The state of biodiversity has been decreased worldwide, and the Finnish Wildlife Service organization Metsähallitus will contribute to solving the challenge. With support from the Nordic Council of Ministers, they will restore the entire watershed area around the Mätäsoja Stream in Finland.
“The establishment of protected areas alone is not enough, and in order to halt the loss of biodiversity, we need to be more ambitious in restoring nature,” says Antti Karppinen, leader of the Mätäsoja Stream and Watershed restoration project in Finland. It is Metsähallitus Wildlife Service Finland that is leading the project, that aims to promoting the region’s biodiversity and also mitigating climate change by removing carbon from the atmosphere and storing it in restored peatlands.

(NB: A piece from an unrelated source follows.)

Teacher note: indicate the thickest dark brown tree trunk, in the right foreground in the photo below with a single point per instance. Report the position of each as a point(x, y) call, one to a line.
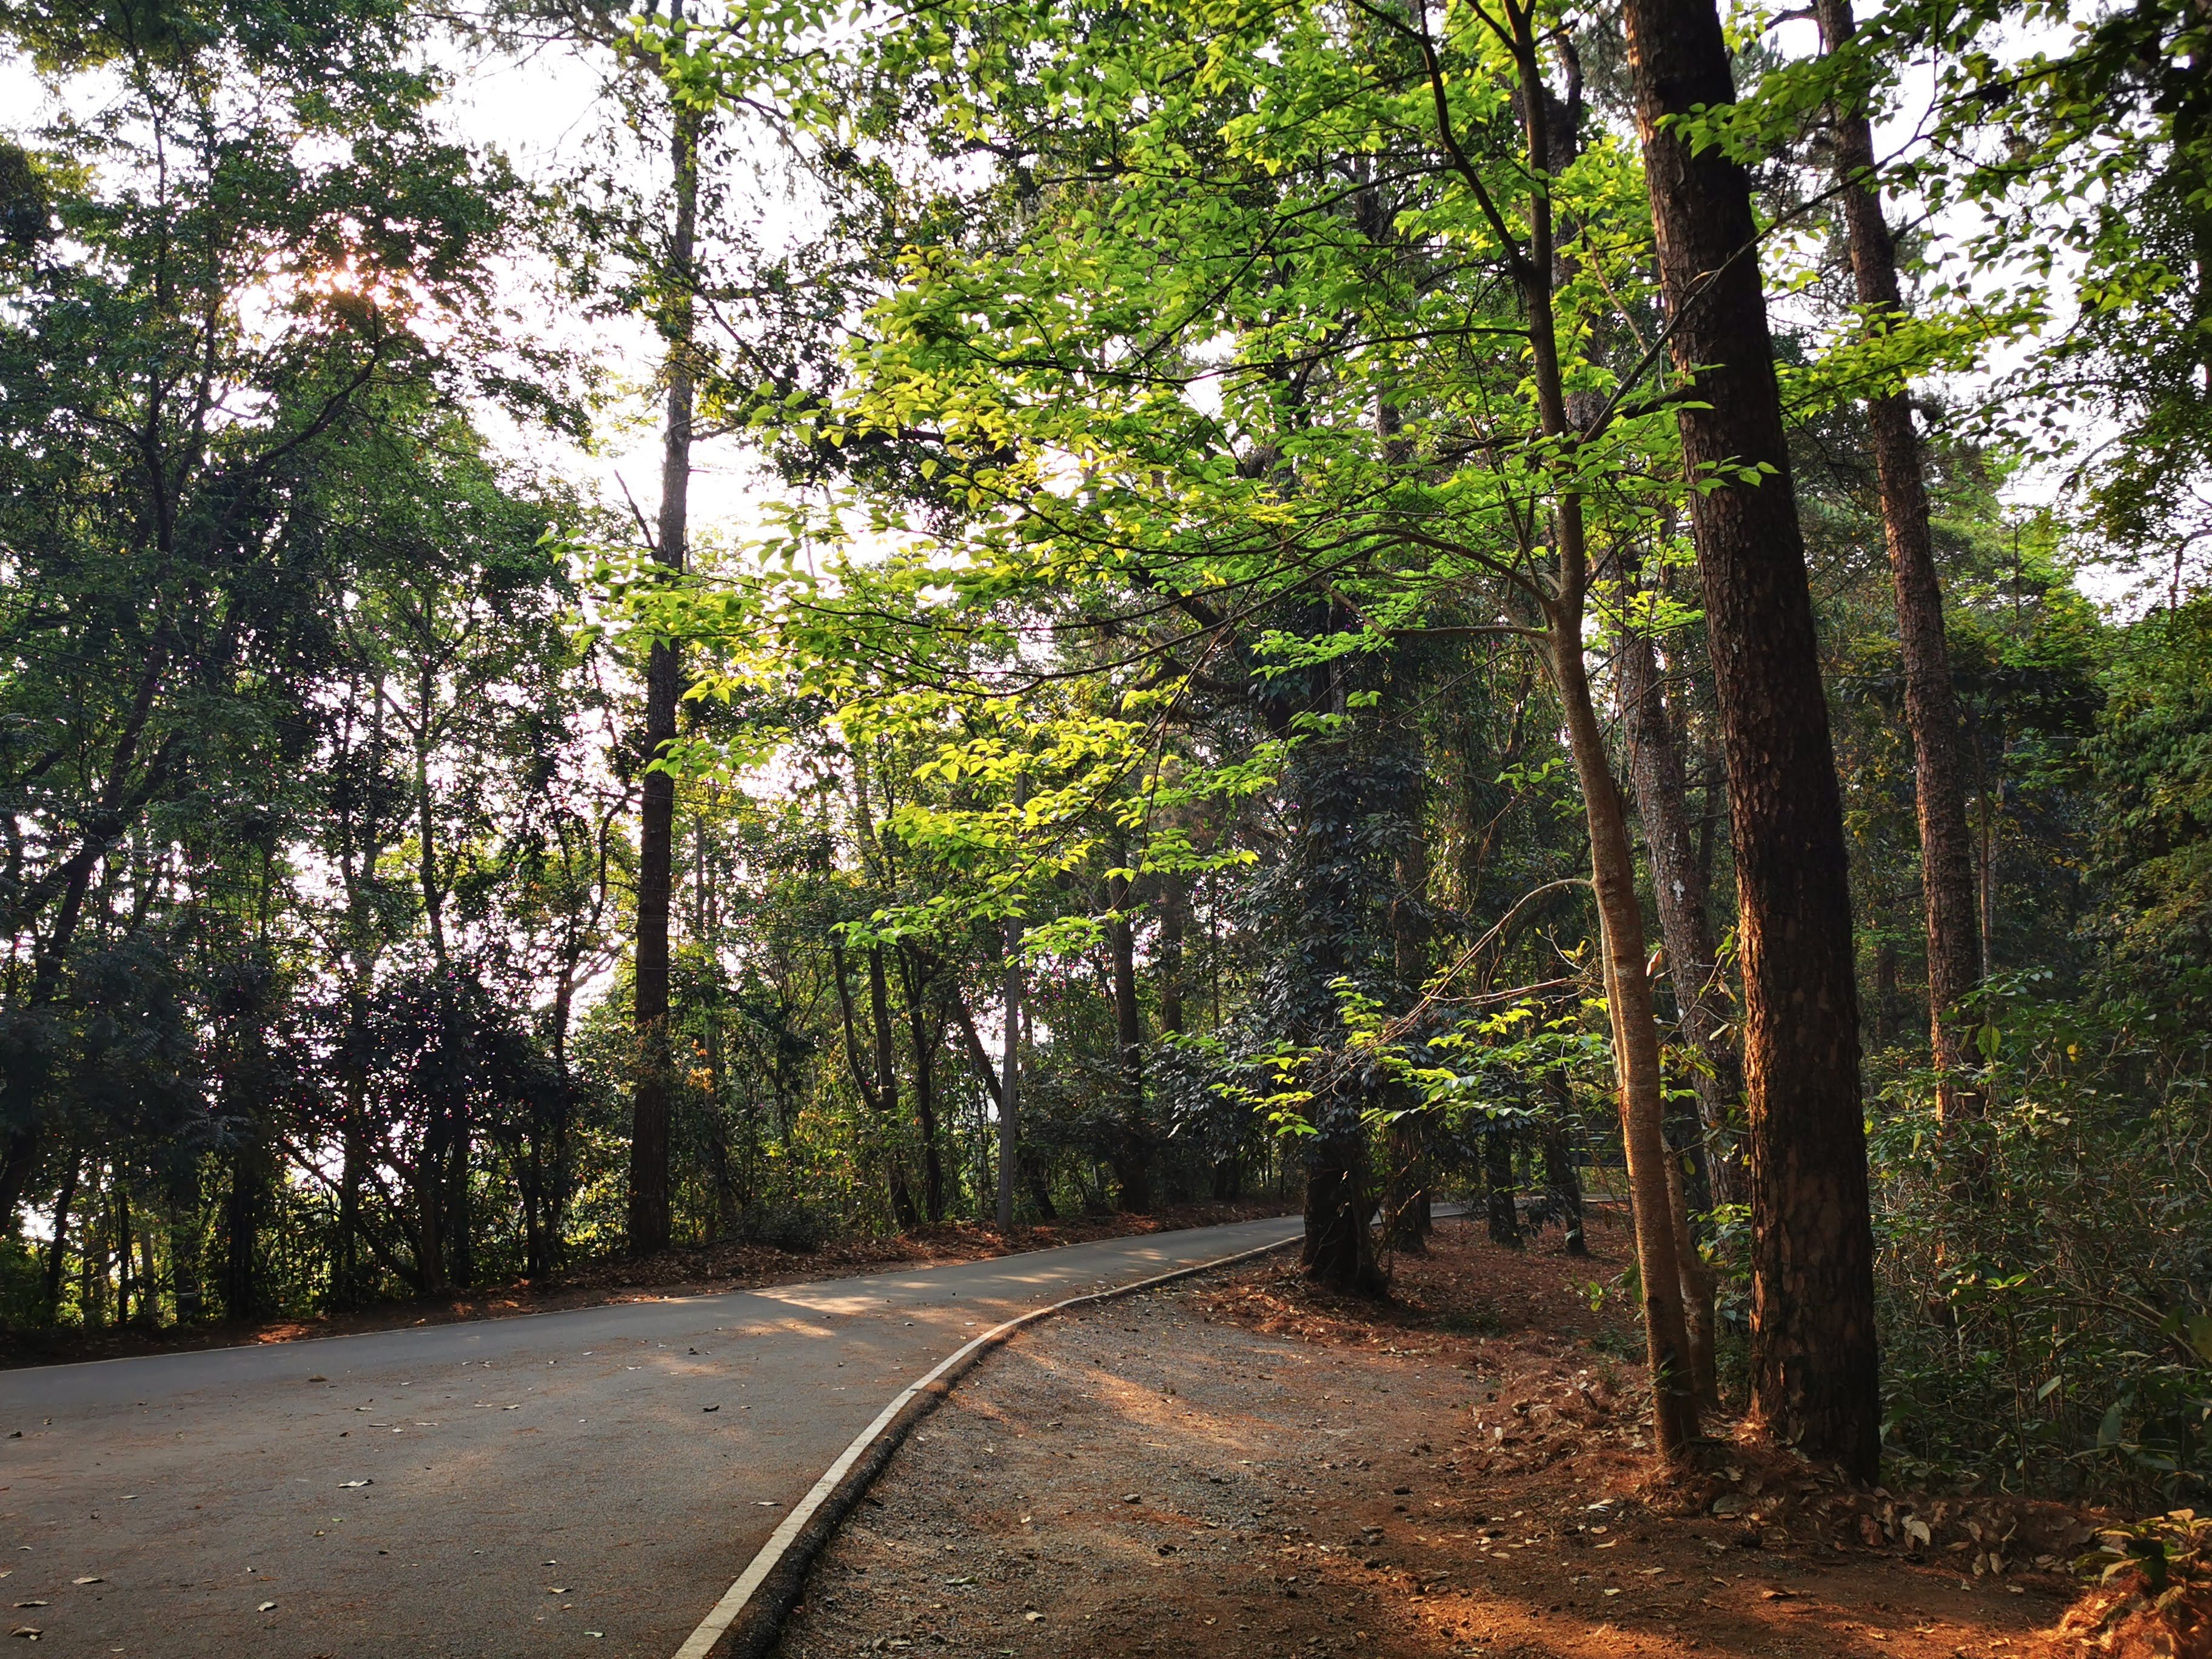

Restoration work covering the entire watershed area of the stream in Finland has not been carried out much before. New information on the effects of nature-based solutions (peatland and stream restorations) during the project will be obtained through co-operation between Metsähallitus and the University of Oulu. I addition, the project will improve the network of protected areas as the areas to be restored would become part of the regional-ecological network. The project will also develop the sustainable managements of forestry land, as restoration will promote the natural values and the same time utilize ecological renewable energy for industrial needs. The project activities will achieve locally important ecosystem service benefits and improve opportunities for recreational use of the area’s nature.
The project started earlier this year and will run until the end of 2024. The funding from the Nordic council of Ministers is DKK 499.000.